Lightness and Dark. Darkness and Light. Have you ever noticed how many festivals during the month of December revolve around the light and the dark?
The seasons of Yuletide, Hannukah, and Solstice all involve the light and the dark. Yuletide is an archaic term for Christmas, the Christmas Season, where Christians celebrate the birth of a baby boy who brought light into the darkness of the earth, bringing peace on earth; God’s gift of good will to all. Hannukah celebrates the rededication of the Holy Temple in Jerusalem, where the Temple was purified and for eight miraculous days the wicks of the menorah burned, even though there was only sufficient sacred oil for one day's lighting. The Winter Solstice Festival celebrates when the dark half of the year turns over to the light half of the year. Even, Kwanzaa, a secular festival observed by many African Americans from December 26 to January 1 as a celebration of cultural heritage and traditional values, is celebrated with a candle-lighting ceremony each evening for seven evenings.
We celebrate the light in song during our celebrations… “Yet in thy dark streets shineth, The everlasting Light,”; … “On Hannukah we light the candles and we sing such happy songs….”; “Light a flame in the darkness, for warmth and good cheer…;” “Light a Kwanzaa candle, As each night comes along……….”
These celebrations have many common denominators: renewal, world peace, celebrating and honoring family and friends through festivities, all within the context and framework of light shining within and through the darkness. While we celebrate and bask in the glow of the external lights within and through the darkness during our celebrations, we are also celebrating our own internal light, taking time to remind ourselves that the light is within us; taking time to honor it and not forget it; taking time to renew and strengthen it.

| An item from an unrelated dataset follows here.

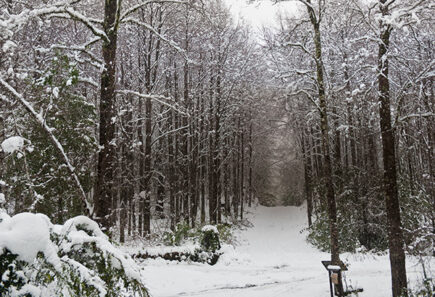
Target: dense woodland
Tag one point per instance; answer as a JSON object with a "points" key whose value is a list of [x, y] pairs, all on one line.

While the darkness is absolutely essential for life, the light is what coaxes us onward, enables us to ascend and move forward in our lives. The light gives us strength, love, hope and faith.
Some of humankind does not know that they have the light within themselves. Some may have known at one time, but have forgotten that they have the light within themselves. The lights of others who remember the light, and who are connected to the light within themselves, along with the festivals and celebrations with the light, can provide hope and remembrance to others, who otherwise be completely engulfed in darkness.
Both light and dark are essential to life. The light was created out of the darkness. But the light and the darkness would not exist without each another. One of the keys to life is to balance the lightness and the darkness.